There used to be something at http://ftrsupplemental.blogspot.com/. There was the URL in my notes, and a web search shows people referencing the antiterrorism articles and conspiracy theories that used to be there. Now it's an autogenerated page controlled by a bot. I would have imagined that blogs under a major business domain might last until the business dies.

There is a form of rhetoric wherein a speaker uses a word that implies several subsequent facts are true, when these subsequent facts are not true for the situation where the word is used.

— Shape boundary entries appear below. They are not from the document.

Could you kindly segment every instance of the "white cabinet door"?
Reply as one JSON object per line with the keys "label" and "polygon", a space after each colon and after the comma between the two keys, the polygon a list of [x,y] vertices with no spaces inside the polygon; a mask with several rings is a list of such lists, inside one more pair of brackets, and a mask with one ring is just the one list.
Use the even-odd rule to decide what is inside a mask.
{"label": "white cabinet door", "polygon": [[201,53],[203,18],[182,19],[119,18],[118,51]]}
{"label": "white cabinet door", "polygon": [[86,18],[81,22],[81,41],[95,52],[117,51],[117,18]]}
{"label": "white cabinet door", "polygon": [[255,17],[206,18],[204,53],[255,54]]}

  1. If A, then (B,C,D,E,F...) by previous definition.
  2. It is proposed, but not proven, that A is true.
  3. Therefore (B,C,D...) are true.

The logic is sound but the data is crap. This form is not a logical fallacy but a type of lie by implication.

The logical fallacy is in deriving the word from an incomplete set.

  1. If (B, C, D, ...) are all true, then A.
  2. B is true.
  3. Therefore A.

This may be a form of affirming the consequent.

Example 1

A Contract requires the set of (Offer, Acceptance, Consideration, Mental Capacity, Lawful Purpose)

An agreement in dispute contains only (Offer, Acceptance). Maybe the accepter had a gun to his head.

One of the parties says "We have a Contract!" Not true.

Example 2

Countless reports from 2000-2004 of Israel killing "civilians" who were firing AK47s at Israeli soldiers, with that word used because these "civilians" were not openly enlisted in the official army of a state recognized by the US State Department.

Example 3

Wikileaks's phrase "Collateral Murder" where the required implications of each word contradict the truthfulness of the other word.